Efstathios Charitos
2018
Aggression Identification and Multi Lingual Word Embeddings
Thiago Galery
|
Efstathios Charitos
|
Ye Tian
Proceedings of the First Workshop on Trolling, Aggression and Cyberbullying (TRAC-2018)
The system presented here took part in the 2018 Trolling, Aggression and Cyberbullying shared task (Forest and Trees team) and uses a Gated Recurrent Neural Network architecture (Cho et al., 2014) in an attempt to assess whether combining pre-trained English and Hindi fastText (Mikolov et al., 2018) word embeddings as a representation of the sequence input would improve classification performance. The motivation for this comes from the fact that the shared task data for English contained many Hindi tokens and therefore some users might be doing code-switching: the alternation between two or more languages in communication. To test this hypothesis, we also aligned Hindi and English vectors using pre-computed SVD matrices that pulls representations from different languages into a common space (Smith et al., 2017).

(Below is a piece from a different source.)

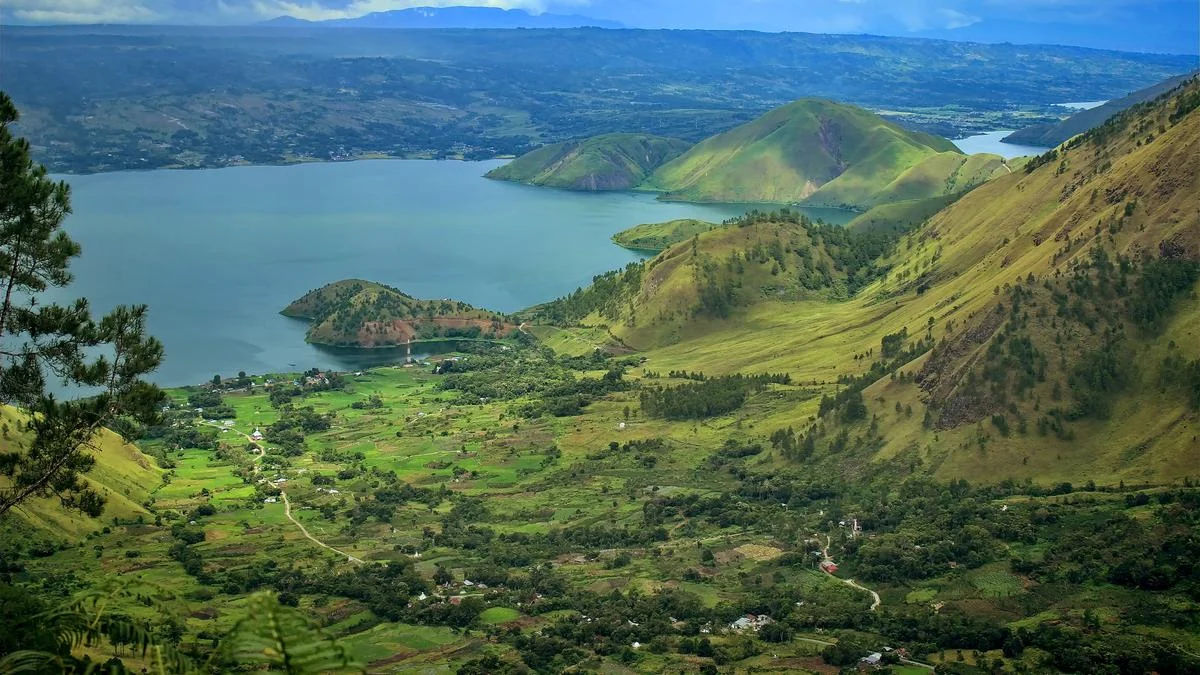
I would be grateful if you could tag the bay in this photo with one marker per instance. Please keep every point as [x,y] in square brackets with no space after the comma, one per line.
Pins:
[990,142]
[216,254]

Two conditions were tested: (i) one with standard pre-trained fastText word embeddings where each Hindi word is treated as an OOV token, and (ii) another where word embeddings for Hindi and English are loaded in a common vector space, so Hindi tokens can be assigned a meaningful representation. We submitted the second (i.e., multilingual) system and obtained the scores of 0.531 weighted F1 for the EN-FB dataset and 0.438 weighted F1 for the EN-TW dataset.